Se você vota em Minas Gerais, veja que Bilac Pinto (PR) recebeu R$ 9.5 milhões e Luiz Fernando Faria (PP) cerca de R$ 3.7 milhões.
Se você vota no Ceará, devia saber que Genecias Noronha (SD) levou R$ 8.9 milhões.
Se você vota em São Paulo, saiba que Beto Mansur (PRB) recebeu R$ 9.8 milhões neste exercício.
E se for de Santa Catarina, saiba que o senador Dalirio Beber (PSDB/SC) faturou R$ 25,3 milhões.
Cada um deles respaldou o troca-troca em vigor entre Planalto e Congresso. A Amazônia entrou na rifa como prêmio, simplesmente assim.
Mesmo que você não se importe com a biodiversidade, ou com as populações ribeirinhas nem mesmo com os rios voadores, um esquema pernicioso vige com os seus impostos e o seu voto.
Enquanto você segue sua vida, a constituency prioritária do governo no poder são grileiros, garimpeiros, mineradores e produtores arcaicos, que vão levando pra casa nosso patrimônio natural, sem recibo nem impostos. Não se enxergam os custos presentes nem os futuros disso para o país.
Aí você pensa: tá, mas esses amazônicos que se virem.
Esse pacote made in Brasilia pago por você e, em alguns casos, respaldado por você, não chega no território amazônico como uma benção. Chega, em geral, como imposição.
Para citar um exemplo, sabe quem se beneficiará com a mineração na região da Reserva extinta no Amapá ? A filha do Senador Romero Jucá (PMDB-RR), sócia majoritária da Boa Vista Mineração, empresa que tem 90 mil hectares na área.

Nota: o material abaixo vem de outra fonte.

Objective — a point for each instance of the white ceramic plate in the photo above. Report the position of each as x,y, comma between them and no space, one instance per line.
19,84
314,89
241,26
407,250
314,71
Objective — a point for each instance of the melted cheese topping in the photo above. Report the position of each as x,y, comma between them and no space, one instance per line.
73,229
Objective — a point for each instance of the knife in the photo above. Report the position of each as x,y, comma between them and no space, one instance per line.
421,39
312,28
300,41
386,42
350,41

Ali na Amazônia a autonomia de proposição e de decisão da população está em baixa. As vias regulares estão “secas” para a democracia. Seguem reinando as mesmas castas políticas. E a população não acredita na política, do jeito que está.
Hoje, por exemplo, houve o 2o turno no Amazonas para substituição do ex-governador cassado por improbidade. Amazonino Mendes, velho cacique cobra coral da política local, se elegeu governador.

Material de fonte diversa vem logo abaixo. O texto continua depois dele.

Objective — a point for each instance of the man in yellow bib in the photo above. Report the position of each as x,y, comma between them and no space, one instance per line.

No primeiro turno da eleição suplementar, 569.501 eleitores não compareceram às urnas para votar, o que corresponde a 24,35% do total de votantes. Somados aos brancos e nulos, 849.528 votos não tiveram qualquer destino. Para se ter ideia, Amazonino Mendes (PDT) obteve 577.397 votos e Eduardo Braga (PMDB) 377.680. Muito menos do que os eleitores que anularam ou faltaram ao pleito.
Essa reação é um sintoma importante: há cada vez menos fôlego para se reagir.
Estamos todos cansados com essa agenda pública distorcida e com a ação política tradicional. Entretanto, estamos sustentando, mesmo sem querer, o status quo. Seja aqui, sejá acolá. Permitindo-nos esquecer que podemos, ainda, ter algum projeto de nação que não o que está aí.